In Nermina’s Chance, Dina Greenberg’s historical novel about the Bosnian War, ongoing trauma gives people opportunities to do what is right.
In the 1990s, Nermina escapes Bosnia with a young boy who lost his family, like her, and who chooses her as his temporary surrogate mother. They wind up in Italy, where his aunt takes him; Nermina proceeds to a new life in the US, where she teams with fellow refugee, Raifa, and her family. Raifa helps Nermina execute her lifelong goal to have a biological child, Atika.
After its initial flurry of war scenes, the book maintains its drama via Atika’s father, Carl’s, parallel, personal story about poverty and family strife. His aimlessness exists in stark contrast to Nermina’s single-minded determination. While Carl hops between jobs and women, Nermina raises her daughter alone, working and going to school to become a psychiatric nurse on a PTSD ward. These intertwining threads depict the universality and pervasiveness of trauma.
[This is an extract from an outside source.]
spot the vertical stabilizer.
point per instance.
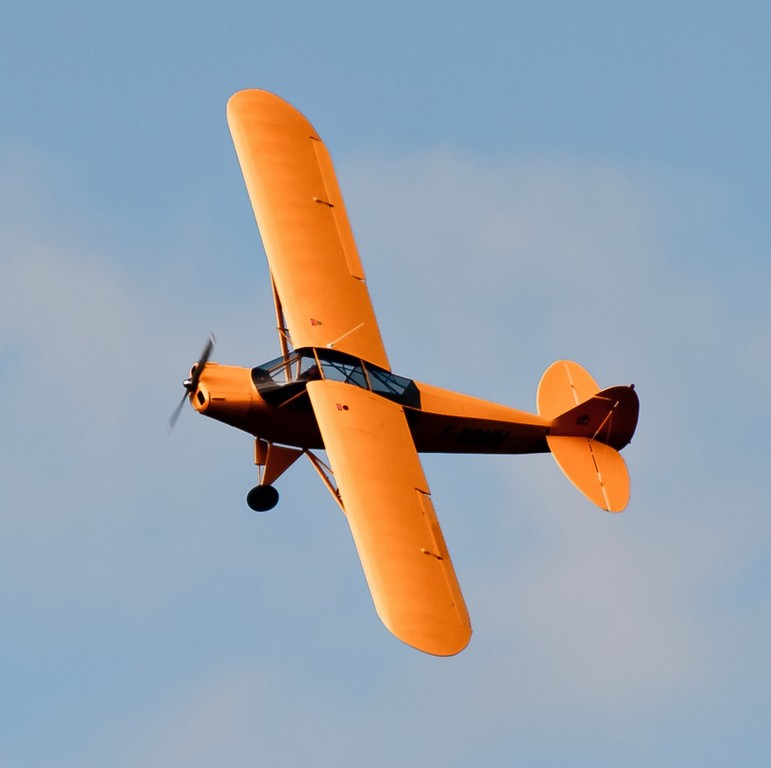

Carl and Nermina’s shared pain fuels the novel, in which the relationship between Nermina and Atika, and Carl and his brother, Jeff, is fraught. They work to overcome communication barriers, and the combination of their inner thoughts with their awkward exchanges has a therapeutic effect. Their forensic details—of gestures, medical procedures, and culinary delights—result in a realistic picture of people struggling to tell themselves and others the truth. Accessible but subtle metaphors, as of butterflies, a garden, and sturdy homes, direct the characters toward a united purpose: healing.
Moments of tenderness and affection reveal family love that reaches beyond words into action. In the satisfying conclusion, the book’s adhoc family members commit themselves to each other, experiencing joyful life changes. Multifaceted love wins in Nermina’s Chance, a novel prompted by a multifaceted war.